In 2018, the company experienced significant growth in the United States (Food Lion), the Netherlands, and online. Growth in Belgium has been minimal.

With around 380,000 employees in almost 7,000 stores, the company achieved a turnover of €66 billion in 2019.

From 2019 to 2022, the company funded a research project at Delft University of Technology exploring the use of robotics and artificial intelligence in retail, including the potential ability to stock groceries on shelves.

Beginning in June 2020, Ahold Delhaize implemented a partnership with Instacart to provide home delivery from more than 750 stores operated under the Hannaford, Food Lion, Giant Food, and Stop & Shop brands. The company further expanded in the United States with the acquisition of a majority stake in FreshDirect, an online grocer. As of 2021, Ahold Delhaize has plans to establish Ship2Me, an online marketplace featuring food and merchandise items, in the second half of the year.

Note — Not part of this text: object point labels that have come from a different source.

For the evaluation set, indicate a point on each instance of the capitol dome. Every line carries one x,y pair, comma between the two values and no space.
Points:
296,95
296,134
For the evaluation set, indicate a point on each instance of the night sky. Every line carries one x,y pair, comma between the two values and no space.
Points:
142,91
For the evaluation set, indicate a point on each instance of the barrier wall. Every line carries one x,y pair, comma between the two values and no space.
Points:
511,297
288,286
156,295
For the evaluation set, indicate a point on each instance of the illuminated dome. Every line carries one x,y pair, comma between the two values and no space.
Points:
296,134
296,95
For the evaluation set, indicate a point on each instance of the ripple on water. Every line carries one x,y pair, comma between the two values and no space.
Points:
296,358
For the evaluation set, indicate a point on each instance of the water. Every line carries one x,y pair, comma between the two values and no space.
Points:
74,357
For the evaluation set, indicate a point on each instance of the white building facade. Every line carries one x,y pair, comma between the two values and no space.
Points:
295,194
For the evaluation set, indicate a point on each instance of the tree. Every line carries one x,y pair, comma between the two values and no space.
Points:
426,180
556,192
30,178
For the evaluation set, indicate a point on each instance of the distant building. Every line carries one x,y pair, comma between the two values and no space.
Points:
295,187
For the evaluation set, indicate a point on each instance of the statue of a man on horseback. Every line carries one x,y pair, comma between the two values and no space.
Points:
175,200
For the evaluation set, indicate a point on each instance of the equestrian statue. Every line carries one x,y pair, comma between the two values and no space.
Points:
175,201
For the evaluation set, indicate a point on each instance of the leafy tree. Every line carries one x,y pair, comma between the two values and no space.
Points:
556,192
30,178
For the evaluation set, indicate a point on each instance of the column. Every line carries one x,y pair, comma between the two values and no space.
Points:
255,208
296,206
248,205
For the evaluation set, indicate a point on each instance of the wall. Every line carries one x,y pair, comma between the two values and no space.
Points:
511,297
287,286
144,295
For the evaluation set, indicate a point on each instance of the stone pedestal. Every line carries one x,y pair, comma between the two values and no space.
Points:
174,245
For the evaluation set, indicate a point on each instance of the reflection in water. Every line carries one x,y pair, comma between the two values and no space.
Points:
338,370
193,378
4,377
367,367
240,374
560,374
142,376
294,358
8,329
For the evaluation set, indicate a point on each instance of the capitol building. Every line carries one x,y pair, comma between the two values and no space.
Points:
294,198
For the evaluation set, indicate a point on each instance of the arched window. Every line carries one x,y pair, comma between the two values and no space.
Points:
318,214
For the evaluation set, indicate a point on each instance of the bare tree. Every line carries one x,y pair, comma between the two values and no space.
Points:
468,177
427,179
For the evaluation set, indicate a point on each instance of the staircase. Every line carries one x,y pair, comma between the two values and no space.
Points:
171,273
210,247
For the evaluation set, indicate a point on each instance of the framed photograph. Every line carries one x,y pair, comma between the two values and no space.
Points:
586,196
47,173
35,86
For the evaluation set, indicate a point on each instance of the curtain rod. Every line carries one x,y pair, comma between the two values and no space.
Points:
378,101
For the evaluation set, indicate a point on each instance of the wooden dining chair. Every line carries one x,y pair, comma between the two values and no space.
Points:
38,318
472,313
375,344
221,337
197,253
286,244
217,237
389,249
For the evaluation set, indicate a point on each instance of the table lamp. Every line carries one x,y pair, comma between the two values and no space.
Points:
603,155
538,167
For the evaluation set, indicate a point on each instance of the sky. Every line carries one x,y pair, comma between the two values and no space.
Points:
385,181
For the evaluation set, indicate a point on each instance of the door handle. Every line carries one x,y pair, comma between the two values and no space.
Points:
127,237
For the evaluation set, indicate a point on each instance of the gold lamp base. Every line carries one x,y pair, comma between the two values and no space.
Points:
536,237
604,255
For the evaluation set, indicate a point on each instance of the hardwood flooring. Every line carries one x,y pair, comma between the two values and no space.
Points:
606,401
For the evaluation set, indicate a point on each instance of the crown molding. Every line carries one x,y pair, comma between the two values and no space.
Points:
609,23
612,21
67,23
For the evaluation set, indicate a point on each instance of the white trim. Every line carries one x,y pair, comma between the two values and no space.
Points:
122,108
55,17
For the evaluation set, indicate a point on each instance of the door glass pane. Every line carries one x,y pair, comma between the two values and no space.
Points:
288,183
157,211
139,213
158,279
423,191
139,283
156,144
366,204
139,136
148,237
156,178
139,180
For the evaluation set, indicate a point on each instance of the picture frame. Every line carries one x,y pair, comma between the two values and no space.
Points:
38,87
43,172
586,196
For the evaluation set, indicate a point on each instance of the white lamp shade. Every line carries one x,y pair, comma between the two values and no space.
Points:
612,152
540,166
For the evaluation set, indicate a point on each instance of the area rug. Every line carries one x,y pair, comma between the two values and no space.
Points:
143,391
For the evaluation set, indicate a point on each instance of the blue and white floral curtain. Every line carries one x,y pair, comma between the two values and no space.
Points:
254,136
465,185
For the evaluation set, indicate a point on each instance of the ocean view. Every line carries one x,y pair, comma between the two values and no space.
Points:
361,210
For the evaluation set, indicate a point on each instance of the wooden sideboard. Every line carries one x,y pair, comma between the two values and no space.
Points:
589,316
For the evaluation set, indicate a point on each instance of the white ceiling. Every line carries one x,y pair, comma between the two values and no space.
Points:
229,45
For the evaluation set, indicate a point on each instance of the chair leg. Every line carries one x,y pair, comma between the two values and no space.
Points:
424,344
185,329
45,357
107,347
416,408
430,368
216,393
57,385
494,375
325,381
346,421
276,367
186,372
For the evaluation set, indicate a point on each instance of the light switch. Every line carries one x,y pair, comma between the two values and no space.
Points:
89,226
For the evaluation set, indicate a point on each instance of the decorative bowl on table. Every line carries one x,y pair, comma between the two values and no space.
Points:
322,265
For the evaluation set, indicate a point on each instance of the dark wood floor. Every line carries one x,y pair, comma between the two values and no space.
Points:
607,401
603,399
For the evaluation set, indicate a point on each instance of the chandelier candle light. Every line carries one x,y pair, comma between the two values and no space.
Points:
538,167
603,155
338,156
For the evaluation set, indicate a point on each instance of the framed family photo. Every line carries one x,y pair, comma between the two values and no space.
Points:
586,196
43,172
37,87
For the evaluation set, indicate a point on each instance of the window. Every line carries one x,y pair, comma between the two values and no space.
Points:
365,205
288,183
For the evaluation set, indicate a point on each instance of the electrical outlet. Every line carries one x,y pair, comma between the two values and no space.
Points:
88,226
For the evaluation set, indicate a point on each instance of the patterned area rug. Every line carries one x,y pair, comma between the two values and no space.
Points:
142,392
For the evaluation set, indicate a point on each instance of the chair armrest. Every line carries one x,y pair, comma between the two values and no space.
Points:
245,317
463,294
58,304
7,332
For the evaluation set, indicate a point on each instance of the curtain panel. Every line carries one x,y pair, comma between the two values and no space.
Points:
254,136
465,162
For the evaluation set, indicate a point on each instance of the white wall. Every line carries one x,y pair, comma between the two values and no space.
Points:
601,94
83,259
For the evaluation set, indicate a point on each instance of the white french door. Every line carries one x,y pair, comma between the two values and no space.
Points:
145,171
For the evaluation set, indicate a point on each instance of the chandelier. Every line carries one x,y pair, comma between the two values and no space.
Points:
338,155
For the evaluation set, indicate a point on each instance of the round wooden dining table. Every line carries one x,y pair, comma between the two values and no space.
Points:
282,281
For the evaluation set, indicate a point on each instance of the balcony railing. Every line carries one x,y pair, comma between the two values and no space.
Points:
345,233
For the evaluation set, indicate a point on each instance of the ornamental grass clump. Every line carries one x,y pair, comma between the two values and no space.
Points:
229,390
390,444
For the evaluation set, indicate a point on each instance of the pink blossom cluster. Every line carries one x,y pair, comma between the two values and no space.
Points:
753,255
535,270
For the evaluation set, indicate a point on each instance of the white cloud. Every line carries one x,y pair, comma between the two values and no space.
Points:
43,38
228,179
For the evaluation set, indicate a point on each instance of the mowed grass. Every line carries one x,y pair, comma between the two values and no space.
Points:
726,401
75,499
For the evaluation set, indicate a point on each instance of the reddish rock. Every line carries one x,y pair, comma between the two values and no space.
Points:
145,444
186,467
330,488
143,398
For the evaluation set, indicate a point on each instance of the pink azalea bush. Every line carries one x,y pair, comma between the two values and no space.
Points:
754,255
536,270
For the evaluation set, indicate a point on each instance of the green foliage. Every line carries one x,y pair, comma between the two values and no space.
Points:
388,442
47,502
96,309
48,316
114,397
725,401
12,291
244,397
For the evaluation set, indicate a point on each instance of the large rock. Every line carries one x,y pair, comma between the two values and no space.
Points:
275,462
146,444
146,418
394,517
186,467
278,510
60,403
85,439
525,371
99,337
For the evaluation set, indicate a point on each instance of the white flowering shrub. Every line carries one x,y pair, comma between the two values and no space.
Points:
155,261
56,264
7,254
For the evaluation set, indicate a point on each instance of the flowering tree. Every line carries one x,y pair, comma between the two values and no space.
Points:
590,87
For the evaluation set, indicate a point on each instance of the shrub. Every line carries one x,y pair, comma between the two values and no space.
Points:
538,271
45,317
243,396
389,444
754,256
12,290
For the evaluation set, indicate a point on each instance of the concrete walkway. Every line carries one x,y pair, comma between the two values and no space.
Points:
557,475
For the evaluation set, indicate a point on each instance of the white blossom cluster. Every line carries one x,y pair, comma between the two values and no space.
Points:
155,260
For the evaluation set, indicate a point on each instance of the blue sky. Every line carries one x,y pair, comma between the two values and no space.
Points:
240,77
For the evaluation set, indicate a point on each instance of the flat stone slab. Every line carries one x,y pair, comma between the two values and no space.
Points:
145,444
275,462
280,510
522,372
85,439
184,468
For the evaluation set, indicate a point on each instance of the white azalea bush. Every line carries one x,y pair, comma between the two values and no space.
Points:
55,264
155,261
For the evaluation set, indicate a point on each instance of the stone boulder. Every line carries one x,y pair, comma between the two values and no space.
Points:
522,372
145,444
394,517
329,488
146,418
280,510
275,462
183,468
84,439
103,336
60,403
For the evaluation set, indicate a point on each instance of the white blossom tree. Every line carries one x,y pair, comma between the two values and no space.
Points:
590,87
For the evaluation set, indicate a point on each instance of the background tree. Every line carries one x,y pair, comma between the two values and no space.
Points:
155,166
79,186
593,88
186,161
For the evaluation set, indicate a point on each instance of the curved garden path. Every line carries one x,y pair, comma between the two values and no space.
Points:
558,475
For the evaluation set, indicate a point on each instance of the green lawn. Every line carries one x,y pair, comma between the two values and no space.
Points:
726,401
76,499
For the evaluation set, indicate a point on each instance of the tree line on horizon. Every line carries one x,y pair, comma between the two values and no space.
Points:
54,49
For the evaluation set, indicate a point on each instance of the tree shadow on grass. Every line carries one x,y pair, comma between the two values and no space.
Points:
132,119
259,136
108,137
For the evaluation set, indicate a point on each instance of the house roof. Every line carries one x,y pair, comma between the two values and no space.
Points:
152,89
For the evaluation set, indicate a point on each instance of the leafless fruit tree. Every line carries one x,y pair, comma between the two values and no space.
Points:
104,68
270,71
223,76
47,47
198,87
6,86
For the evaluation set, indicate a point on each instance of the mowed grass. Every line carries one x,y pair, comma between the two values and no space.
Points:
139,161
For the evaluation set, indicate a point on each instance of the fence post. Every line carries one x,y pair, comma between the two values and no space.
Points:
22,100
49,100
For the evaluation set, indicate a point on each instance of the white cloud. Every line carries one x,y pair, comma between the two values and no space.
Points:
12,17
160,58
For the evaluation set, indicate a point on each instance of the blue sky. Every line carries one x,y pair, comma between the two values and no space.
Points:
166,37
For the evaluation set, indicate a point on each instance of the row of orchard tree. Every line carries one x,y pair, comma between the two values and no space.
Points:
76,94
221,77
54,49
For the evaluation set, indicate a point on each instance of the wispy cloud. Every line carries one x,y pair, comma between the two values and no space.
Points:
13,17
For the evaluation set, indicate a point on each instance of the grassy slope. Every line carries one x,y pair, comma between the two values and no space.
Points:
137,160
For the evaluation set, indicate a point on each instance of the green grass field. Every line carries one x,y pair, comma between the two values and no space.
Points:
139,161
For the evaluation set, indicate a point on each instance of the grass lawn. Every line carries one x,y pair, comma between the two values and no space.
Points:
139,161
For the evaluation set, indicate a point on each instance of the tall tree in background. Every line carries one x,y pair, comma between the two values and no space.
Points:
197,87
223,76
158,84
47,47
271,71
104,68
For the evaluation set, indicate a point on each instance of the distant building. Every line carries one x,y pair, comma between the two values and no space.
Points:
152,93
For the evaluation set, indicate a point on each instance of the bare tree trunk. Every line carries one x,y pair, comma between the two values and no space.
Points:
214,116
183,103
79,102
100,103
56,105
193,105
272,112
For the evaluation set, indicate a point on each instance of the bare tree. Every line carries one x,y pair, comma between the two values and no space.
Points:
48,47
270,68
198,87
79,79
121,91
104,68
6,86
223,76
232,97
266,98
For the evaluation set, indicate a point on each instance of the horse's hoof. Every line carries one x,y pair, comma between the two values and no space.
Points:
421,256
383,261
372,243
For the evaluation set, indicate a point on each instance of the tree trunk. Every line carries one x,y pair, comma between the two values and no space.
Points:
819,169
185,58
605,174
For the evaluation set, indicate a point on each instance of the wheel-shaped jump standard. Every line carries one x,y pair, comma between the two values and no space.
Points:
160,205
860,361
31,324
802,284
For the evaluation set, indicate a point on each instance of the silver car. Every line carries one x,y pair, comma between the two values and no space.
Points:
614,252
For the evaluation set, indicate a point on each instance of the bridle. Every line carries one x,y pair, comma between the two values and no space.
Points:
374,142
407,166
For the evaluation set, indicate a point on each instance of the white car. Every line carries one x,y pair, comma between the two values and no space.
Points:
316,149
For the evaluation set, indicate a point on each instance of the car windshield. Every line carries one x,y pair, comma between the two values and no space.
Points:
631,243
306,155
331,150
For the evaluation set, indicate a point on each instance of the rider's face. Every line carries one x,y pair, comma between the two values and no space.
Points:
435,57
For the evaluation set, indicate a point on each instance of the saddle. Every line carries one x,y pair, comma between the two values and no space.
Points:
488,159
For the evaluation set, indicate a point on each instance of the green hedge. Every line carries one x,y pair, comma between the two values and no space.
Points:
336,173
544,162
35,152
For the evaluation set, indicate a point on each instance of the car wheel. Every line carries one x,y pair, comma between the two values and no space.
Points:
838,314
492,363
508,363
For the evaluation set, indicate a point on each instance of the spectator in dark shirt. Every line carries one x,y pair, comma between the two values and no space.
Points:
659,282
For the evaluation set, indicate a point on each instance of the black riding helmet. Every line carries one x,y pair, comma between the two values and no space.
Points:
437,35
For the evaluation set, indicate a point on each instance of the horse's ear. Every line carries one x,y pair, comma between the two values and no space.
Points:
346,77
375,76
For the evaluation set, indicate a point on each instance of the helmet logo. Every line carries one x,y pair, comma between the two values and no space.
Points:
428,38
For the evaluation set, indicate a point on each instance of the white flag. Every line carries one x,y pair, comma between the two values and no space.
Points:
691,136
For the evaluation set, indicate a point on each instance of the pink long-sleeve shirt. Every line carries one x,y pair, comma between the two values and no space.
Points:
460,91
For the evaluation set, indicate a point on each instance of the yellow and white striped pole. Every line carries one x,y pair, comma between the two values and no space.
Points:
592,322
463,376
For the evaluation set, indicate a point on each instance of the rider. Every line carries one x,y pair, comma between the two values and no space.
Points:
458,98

In November 2023, Ahold Delhaize sold FreshDirect to Turkish company Getir. Part of the reason for the sale was so that Ahold Delhaize, specifically Ahold Delhaize USA, could focus more on the "omnichannel experience" and to strengthen its presence in supermarkets and online.

As of 2023, Ahold Delhaize announced the acquisition of Romanian retailer Profi for approximately €1.3 billion from Mid Europa Partners.

In 2025, Ahold Delhaize disclosed that it had been the target of a 2024 cyberattack, which resulted in the exfiltration of personal data for upwards of 2.2 million current and former employees (as well as their dependents and beneficiaries).

In June 2026, Claire Peters was appointed as the new CEO of Ahold Delhaize USA replacing Jerry W Fleeman.

== Brands and stores ==

| Country | Brand | Number of stores |
| Netherlands | Albert Heijn | 1,268 |
| Etos | 523 |
| Gall & Gall | 628 |
| Bol.com | 0 (web store) |
| Belgium | Albert Heijn | 80 |
| Delhaize | 818 |
| Czech Republic | Albert | 340 |
| Greece | Alpha-Beta | 585 |
| ENA | 14 |
| Indonesia | Super Indo | 180 |
| Luxembourg | Delhaize | 65 |
| Romania | Mega Image | 977 |
| Profi | 1,808 |
| Serbia | Maxi | 529 |
| United States | Food Lion | 1,108 |
| The Giant Company | 193 |
| Giant Food | 165 |
| Hannaford | 187 |
| Stop & Shop | 365 |
| Total |  | 9,833 |

== Animal welfare ==
In 2016, Ahold Delhaize USA stated that it would stop sourcing eggs from hens confined in battery cages and pork from crated pigs by the end of 2025. In December 2024, it extended the target dates, aiming for 70% cage-free egg sales by the end of 2030 and 100% by the end of 2032, and 100% crate-free pork by the end of 2028.

After extending the implementation timeline, Ahold Delhaize and its subsidiaries faced pressure from consumer activist and animal welfare organizations over its failure to meet its initial commitments. In 2025, protesters demonstrated outside Food Lion headquarters in Salisbury, North Carolina, and near Hannaford headquarters in Portland, Maine. Josh Balk, a former vice president of the US Humane Society and CEO of The Accountability Board, identified Ahold Delhaize as one of the least transparent retailers on cage-free sourcing.

In response to the activist pressure, Ahold Delhaize made updated commitments to transparency in 2026, and made new commitments on the timeline to full implementation of its 2032 pledge. These included commitments to a 30% reduction in caged SKUs relative to the 2025 baseline in 2026, and a 60% reduction by 2028. The company also pledged to introduce clearer signage in stores to discourage consumers from buying caged eggs. These measures won plaudits from animal advocacy groups, who called on competitors like Kroger and Target to adopt similar measures.